I walked back into my dark room and sat on the bed. I could still feel my heart beating. I was cold with just my underwear on, my feet cold on the floor, my hands cold from nervousness. Out the window it was still bright moonlight, and I knew the next day would be colder and that maybe winter would come on before it ever became true fall. And what I felt like was a spy — hollow and not forceful, not able to cause anything. And I wished for a moment that I was dead, too, that all three of us were. I thought about how small my mother seemed out in the hall with her body showing in the light, how she had not been strong or forceful, and that she must’ve felt that way herself, and that we felt the same way at that moment, saw the same future alone in our rooms, in our beds. I tried to imagine that this was a help but could not quite do it. Then a car went down our street, and as it came in front of our house it blew its horn — two honks and then a very long one. I jumped up to the window and looked out. I thought it would be Warren Miller — I didn’t think it would be anyone else. He wanted to come back, or he wanted her to come where he was, or he just wanted her to know he was out there, in his car, in the dark, riding around Great Falls thinking about her in a kind of panic. The horn changed sound as it got farther down the street, and I never saw the car — if it was Warren Miller’s Oldsmobile or someone else who did not know us. I saw its taillights and that was all, heard the horn stop. Then I got in bed and tried to be calm. I listened to the night in our house. I thought I heard my mother’s bare feet on the floor, moving, thought I heard her door shut down the hall. But I could not be sure of it. And then I went to sleep.
Chapter 5
The next morning was cold, as I thought it would be. I turned on my radio and listened to the forecast, which said there would be wind out of the southwest before the day was over, and that it would stay clear, though along the Rocky Mountain front snow was expected to offer relief for the crews fighting the Allen Creek fire.

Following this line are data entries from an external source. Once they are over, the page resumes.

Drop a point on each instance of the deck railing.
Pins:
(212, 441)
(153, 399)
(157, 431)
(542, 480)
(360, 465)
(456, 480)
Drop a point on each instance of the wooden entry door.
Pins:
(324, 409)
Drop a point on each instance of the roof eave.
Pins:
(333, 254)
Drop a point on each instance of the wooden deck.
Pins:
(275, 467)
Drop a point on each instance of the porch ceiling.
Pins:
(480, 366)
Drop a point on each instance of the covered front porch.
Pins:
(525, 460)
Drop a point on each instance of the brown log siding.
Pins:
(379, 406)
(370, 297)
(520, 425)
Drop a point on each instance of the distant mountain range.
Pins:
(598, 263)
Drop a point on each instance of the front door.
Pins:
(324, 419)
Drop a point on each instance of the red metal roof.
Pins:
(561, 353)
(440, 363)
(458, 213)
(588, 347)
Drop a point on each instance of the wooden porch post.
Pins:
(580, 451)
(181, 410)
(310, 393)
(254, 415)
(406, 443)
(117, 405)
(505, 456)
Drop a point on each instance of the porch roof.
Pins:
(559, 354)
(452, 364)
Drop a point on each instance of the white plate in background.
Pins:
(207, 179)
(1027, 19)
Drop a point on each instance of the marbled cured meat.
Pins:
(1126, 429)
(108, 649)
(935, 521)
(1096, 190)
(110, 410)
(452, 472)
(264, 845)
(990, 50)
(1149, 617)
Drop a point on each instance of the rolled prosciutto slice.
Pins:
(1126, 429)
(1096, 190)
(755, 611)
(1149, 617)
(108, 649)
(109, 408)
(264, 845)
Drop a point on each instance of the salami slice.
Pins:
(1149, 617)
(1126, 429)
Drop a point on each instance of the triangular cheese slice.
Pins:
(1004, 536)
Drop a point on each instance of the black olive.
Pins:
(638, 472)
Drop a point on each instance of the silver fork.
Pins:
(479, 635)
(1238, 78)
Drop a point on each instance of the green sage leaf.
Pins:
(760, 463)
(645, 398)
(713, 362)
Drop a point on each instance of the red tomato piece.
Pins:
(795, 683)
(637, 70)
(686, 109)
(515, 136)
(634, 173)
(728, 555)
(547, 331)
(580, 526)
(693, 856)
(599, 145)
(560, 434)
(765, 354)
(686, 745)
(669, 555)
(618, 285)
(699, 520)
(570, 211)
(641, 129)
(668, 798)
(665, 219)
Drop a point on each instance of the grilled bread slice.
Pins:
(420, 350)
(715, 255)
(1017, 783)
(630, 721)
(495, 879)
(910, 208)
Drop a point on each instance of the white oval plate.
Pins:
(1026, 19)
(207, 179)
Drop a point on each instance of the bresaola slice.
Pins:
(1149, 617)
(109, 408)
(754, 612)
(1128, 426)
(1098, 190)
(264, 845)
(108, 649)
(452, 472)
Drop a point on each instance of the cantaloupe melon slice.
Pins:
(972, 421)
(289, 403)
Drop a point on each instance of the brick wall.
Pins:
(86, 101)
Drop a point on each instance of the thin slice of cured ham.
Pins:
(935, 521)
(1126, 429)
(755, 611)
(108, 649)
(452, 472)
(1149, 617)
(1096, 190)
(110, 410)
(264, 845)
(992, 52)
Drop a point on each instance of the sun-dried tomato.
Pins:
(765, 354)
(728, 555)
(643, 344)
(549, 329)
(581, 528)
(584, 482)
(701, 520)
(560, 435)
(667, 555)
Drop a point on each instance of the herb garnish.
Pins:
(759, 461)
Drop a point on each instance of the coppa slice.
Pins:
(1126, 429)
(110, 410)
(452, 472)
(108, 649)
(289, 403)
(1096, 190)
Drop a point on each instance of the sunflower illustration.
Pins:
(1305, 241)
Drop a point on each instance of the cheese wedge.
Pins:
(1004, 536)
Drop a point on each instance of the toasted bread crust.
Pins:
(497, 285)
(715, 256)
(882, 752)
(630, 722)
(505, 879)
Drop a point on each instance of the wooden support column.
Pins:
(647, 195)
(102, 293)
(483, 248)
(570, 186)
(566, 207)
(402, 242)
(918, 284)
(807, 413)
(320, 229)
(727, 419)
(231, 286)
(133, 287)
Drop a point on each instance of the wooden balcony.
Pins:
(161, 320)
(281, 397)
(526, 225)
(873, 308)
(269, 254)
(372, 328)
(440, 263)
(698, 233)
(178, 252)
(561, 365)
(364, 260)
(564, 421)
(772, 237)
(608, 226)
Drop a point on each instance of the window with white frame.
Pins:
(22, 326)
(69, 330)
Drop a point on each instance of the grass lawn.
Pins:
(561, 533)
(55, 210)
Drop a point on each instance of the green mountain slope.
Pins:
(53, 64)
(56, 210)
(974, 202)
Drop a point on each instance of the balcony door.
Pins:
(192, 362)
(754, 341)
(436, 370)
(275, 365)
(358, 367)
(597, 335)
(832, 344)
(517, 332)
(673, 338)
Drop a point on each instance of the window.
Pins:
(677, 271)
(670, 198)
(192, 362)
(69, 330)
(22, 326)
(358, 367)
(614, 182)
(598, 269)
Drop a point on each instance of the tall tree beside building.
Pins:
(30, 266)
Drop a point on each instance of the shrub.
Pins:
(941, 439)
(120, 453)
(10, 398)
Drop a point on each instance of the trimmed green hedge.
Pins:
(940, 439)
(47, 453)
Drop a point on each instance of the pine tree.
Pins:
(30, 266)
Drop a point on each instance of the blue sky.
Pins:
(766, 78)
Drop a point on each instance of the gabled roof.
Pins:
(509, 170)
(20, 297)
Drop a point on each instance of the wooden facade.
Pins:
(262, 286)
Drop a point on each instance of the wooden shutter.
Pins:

I could hear my mother in the kitchen. She was wearing shoes that scraped the linoleum floor, and I knew she was going out soon. The air base, I thought, or to the grain elevator, or to Warren Miller’s house. Anything still seemed possible. For some reason I thought I’d be leaving. I didn’t have a place to go, or any place I wanted to go, but I realized I had waked up thinking, ‘What am I going to do now?’ And that seemed like a thought you had before you left someplace, even if it was a place you had always lived or the people you had always lived with.
My mother was sitting at the kitchen table when I got dressed and came out into the house. She was eating a piece of toast and a scrambled egg on a plate and drinking coffee. She looked worn out, though she was dressed in a nice way — a white blouse with a white bow up to her neck and a brown skirt and high heels. She looked at me, then looked at the clock on the stove which said it was ten fifteen, then went on eating her breakfast.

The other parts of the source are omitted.